I have voice mails on my phone from months ago. I just never think to erase them. And if I don't erase it immediately after listening they sit there. It's not that outlandish a thought. Now it's a bit of serendipity that those voicemails happen to be the ones saved, but it's not necessarily evidence of planning
No, first year associates at large law firms do not make $250k. And even $250k is far from $400k. Starting salaries in big firms in NY, Chicago, LA and DC are $160k (or less, depending on the firm) and first year bonuses have been less than $20k for several years. There may have been a year or two in 2005-06 or so where first years in a few places might have gotten to $250k with boom year bonuses, but that hasn't happened in a long time. And $175k for a first year at Greenberg or H&K might have been a flukish thing for a short period of time in that 05-06 time frame, but has not happened for years.
Martin's parents don't work in law firms. And of people I have known whose parents did own the firm, I have never heard of one where the kid made $400k, or anything remotely close to it, right out of law school.
Ok, whatever. Since I don't work at one of those places I can't say, other than anecdotally what I knew from years ago. Point being, Martin has opportunities for a 40 years career in something other than football that will eventually earn him a ton of money. Whether or not the remaining $1 million or whatever it is on his contract is worth "breaking the code" and having his name dragged through the mud as well is worth it, I don't know. For a guy with nothing to lose, who has no education and no future, maybe. But for Martin, I don't buy it.
Let's stick with the iPhone as the example for now. The behavior you describe is the closing of conversations, since you can't delete individual messages. However, closing the conversation is the equivalent of closing the window. The messages are still archived and accessible, mainly by reopening the conversation. One way to reopen the conversation is to send a new message the person. Say, telling him you don't blame him at all and that it's just the culture around the locker room that got to you a little bit. That would be an excellent way to regain access to those messages that still exist. So, yeah, I question the technical literacy in general of this theory.
Not the case. I can delete conversations and when I get a new message from that person or send them a new one, the older messages are not available to load there. Again the last sentence of my post is much more important than how proficient Martin is w an Iphone.
It very well could be. There's a chance it's not. I just looked at my phone, out of curiosity, and there are voicemails there back to Nov 2012. Not because I care to keep them, but whatever. I hear it, I move on. It takes longer to delete them than leave them. EDIT: Actually theres also a folder for deleted messages. Which also go back to Nov 2012. So it looks like my phone keeps this stuff a year by default.

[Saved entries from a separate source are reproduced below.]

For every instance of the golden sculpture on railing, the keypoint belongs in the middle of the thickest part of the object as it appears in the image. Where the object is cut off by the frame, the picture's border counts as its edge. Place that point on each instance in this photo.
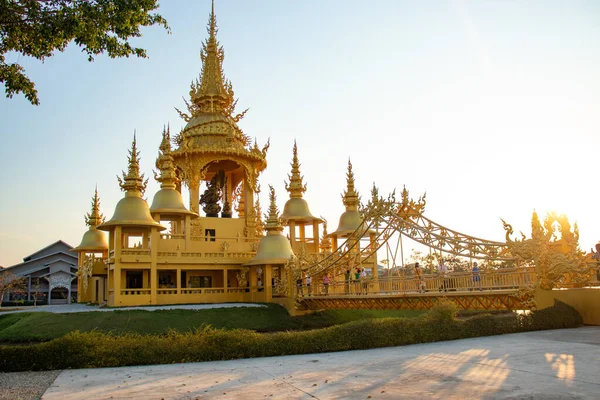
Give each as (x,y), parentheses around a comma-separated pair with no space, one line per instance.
(554,251)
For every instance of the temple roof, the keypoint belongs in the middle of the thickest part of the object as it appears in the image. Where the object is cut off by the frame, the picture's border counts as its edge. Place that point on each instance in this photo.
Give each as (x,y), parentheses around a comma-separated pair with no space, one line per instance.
(296,208)
(212,132)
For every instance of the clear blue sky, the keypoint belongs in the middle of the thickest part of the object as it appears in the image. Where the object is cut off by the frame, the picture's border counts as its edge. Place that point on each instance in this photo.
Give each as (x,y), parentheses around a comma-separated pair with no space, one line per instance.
(490,106)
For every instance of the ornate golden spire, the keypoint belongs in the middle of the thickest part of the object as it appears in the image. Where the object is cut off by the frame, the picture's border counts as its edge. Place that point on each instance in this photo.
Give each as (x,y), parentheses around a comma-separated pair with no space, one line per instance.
(350,196)
(94,218)
(325,244)
(273,221)
(296,187)
(260,226)
(213,93)
(133,181)
(164,162)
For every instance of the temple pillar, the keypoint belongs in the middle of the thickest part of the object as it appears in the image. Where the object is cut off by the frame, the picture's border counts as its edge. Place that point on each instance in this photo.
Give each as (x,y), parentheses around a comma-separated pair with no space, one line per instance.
(188,233)
(194,196)
(153,265)
(248,197)
(267,276)
(316,235)
(292,227)
(302,233)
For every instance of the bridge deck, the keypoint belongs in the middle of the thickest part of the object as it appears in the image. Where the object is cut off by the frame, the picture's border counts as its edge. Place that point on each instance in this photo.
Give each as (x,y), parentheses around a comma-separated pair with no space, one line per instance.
(465,300)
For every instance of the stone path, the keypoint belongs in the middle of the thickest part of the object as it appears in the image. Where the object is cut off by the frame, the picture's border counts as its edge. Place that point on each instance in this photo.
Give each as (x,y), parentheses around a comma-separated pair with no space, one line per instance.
(558,364)
(74,308)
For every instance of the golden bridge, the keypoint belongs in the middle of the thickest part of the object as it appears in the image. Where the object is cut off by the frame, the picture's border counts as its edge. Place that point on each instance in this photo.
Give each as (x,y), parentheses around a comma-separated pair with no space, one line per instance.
(514,272)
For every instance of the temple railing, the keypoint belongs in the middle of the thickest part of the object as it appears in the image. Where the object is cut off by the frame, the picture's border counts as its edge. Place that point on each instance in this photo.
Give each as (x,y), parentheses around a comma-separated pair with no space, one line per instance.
(135,292)
(483,281)
(190,291)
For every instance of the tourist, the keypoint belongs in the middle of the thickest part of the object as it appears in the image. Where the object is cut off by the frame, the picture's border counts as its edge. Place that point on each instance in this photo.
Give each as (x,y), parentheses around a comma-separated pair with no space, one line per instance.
(347,278)
(443,273)
(356,279)
(326,281)
(365,283)
(299,286)
(476,276)
(418,276)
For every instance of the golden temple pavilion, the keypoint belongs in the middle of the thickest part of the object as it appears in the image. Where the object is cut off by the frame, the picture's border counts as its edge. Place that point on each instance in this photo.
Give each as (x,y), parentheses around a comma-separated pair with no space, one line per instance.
(218,249)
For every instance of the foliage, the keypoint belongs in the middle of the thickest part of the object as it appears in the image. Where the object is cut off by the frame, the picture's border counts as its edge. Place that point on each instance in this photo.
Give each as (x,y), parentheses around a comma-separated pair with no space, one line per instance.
(554,251)
(97,349)
(37,28)
(10,282)
(40,326)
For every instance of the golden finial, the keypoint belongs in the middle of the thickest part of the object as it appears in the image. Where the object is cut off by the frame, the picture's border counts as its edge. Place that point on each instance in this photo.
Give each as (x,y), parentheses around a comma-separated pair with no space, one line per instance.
(259,222)
(213,93)
(325,244)
(239,196)
(296,187)
(95,218)
(164,162)
(273,221)
(133,180)
(350,195)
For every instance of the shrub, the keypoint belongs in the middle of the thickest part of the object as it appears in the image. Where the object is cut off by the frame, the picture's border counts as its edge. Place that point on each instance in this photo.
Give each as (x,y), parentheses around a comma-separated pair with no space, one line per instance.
(96,349)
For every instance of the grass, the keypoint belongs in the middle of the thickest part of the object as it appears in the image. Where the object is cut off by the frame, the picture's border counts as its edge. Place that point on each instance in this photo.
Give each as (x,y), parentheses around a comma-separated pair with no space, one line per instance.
(42,326)
(98,349)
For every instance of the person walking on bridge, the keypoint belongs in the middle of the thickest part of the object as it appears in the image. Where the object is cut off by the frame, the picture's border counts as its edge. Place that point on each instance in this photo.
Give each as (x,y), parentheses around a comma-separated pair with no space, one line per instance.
(308,282)
(476,276)
(326,281)
(443,273)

It is the case once you tap Load Earlier Conversation. And the messages are still there. It is not tough to retrieve them at all. That's the ASM-sized hole in the theory.
Your information is incomplete. Martin's case includes text messages and voice mails. (Voice mails can be archived the same way as text messages on the iPhone, too.) You also, earlier in this story cycle, incorrectly identified text messages as emails.
The ones that hit the paper were voice mails. The ones that are in question form 6 months are voice mails. The context I was using earlier, it didn't really matter if they were or were not email, voice mails or smoke signals. You on the other hand, were trying to create a hole in a theory based on the specific fact that they were texts...when they weren't. Secondly, no one is questioning that VMs can be saved or archived. In fact, that's what Slick was saying that shows this was part of a longer plan. It was you, that tried to shoot a hole in that theory by saying how easy it is to save old texts.
Never the less, the bigger question that he and other people still want to dance around is if the messages were 6 months old, why did they just now become offensive enough to tell someone? Good luck with that one.